The causal testing framework has three core components:
-
Causal specification: Before we can test software, we need to obtain an understanding of how it should behave in a particular use-case scenario. In addition, to apply graphical CI techniques for testing, we need a causal DAG which depicts causal relationships amongst inputs and outputs. To collect this information, users must create a causal specification. This comprises a set of scenarios which place constraints over input variables that capture the use-case of interest, a causal DAG corresponding to this scenario, and a series of high-level functional requirements that the user wishes to test. In causal testing, these requirements should describe how the model should respond to interventions (changes made to the input configuration).
-
Causal tests: With a causal specification in hand, we can now go about designing a series of test cases that interrogate the causal relationships of interest in the scenario-under-test. Informally, a causal test case is a triple (X, Delta, Y), where X is an input configuration, Delta is an intervention which should be applied to X, and Y is the expected causal effect of that intervention on some output of interest. Therefore, a causal test case states the expected causal effect (Y) of a particular intervention (Delta) made to an input configuration (X). For each scenario, the user should create a suite of causal tests. Once a causal test case has been defined, it is executed as follows:
- Using the causal DAG, identify an estimand for the effect of the intervention on the output of interest. That is, a statistical procedure capable of estimating the causal effect of the intervention on the output.

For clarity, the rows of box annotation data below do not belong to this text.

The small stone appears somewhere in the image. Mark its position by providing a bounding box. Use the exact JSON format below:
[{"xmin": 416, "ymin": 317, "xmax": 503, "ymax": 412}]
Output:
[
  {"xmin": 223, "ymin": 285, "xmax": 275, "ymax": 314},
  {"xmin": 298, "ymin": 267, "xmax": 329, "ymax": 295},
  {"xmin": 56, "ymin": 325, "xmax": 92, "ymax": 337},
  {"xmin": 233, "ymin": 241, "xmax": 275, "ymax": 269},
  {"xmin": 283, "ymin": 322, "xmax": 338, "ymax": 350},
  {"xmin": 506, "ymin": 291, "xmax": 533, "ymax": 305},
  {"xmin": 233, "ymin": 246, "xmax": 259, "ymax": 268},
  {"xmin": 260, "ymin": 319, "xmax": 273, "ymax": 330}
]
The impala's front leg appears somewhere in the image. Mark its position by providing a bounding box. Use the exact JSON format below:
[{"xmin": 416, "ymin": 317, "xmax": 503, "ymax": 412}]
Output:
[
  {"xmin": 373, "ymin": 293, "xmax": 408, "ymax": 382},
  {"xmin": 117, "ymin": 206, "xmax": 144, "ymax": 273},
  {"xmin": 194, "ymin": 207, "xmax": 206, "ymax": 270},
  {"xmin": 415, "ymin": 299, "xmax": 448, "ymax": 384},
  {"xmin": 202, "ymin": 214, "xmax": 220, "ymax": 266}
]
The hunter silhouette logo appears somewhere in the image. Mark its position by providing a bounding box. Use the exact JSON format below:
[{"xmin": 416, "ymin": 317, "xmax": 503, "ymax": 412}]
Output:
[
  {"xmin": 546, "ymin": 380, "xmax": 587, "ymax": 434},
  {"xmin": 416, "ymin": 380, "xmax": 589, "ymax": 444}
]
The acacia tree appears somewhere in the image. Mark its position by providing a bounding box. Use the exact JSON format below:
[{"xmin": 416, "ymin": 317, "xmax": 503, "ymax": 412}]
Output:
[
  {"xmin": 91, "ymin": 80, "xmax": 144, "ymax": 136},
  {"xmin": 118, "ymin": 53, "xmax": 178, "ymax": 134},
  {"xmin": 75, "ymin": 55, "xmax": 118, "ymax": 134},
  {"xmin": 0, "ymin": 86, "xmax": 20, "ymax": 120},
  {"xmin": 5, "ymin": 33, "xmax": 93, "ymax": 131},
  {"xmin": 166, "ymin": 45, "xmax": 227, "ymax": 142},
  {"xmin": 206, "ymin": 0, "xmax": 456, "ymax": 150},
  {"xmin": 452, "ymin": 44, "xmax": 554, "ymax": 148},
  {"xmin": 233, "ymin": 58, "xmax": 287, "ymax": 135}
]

- Collect the data to which the statistical procedure will be applied (see Data collection below).
- Apply a statistical model (e.g. linear regression or causal forest) to the data to obtain a point estimate for the causal effect. Depending on the estimator used, confidence intervals may also be obtained at a specified confidence level e.g. 0.05 corresponds to 95% confidence intervals (optional).
- Return the casual test result as a 4-tuple:
(estimand, point_estimate, confidence_intervals, confidence_level)
A test oracle procedure can then be implemented which takes the causal test result and determines whether the test should pass or fail. In the simplest case, this takes the form of an assertion which compares the point estimate to the expected causal effect specified in the causal test case.
-
Data collection: Data for the system-under-test can be collected in two ways: experimentally or observationally. The former involves executing the system-under-test under controlled conditions which, by design, isolate the causal effect of interest (accurate but expensive), while the latter involves collecting suitable previous execution data and utilising our causal knowledge to draw causal inferences (potentially less accurate but efficient). To collect experimental data, the user must implement a
collect_data
method which returns two csv files, one with the executions for the control case (intervention not applied), and one with the executions for the treatment case (intervention applied). On the other hand, when dealing with observational data, we need to check that the data is suitable for the identified estimand in two ways. First, we need to confirm that the data contains a column for each variable in the causal DAG. Second, we need to check that we have no positivity violations. If there are positivity violations, we can provide instructions for an execution which will fill the gap.
For more information on each of these steps, follow the link to their respective documentation.
Here are some explanations for the terminology used above.
- Causal inference (CI) is a family of statistical techniques designed to quanitfy and establish causal relationships in data. In contrast to purely statistical techniques that are driven by associations in data, CI encorporates knowledge about the data-generating mechanisms behind relationships in data to derive causal conclusions.
- One of the key advantages of CI is that it is possible to answer causal questions using observational data. That is, data which has been passively observed rather than collected from an experiment and, therefore, may contain all kinds of bias. In a testing context, we would like to leverage this advantage to test causal relationships in software without having to run costly experiments.
- There are many forms of CI techniques with slightly different aims, but in this framework we focus on graphical CI techniques that use directed acyclic graphs to obtain causal estimates. These approaches used a causal DAG to explain the causal relationships that exist in data and, based on the structure of this graph, design statistical experiments capable of estimating the causal effect of a particular intervention or action, such as taking a drug or changing the value of an input variable.
- Functional testing is form of software testing that focuses on testing functional requirements (i.e. how the system-under-test should behave).
- Black-box testing if any form of testing that treats the system-under-test as a black-box, focusing on the inputs and outputs instead of the inner-workings.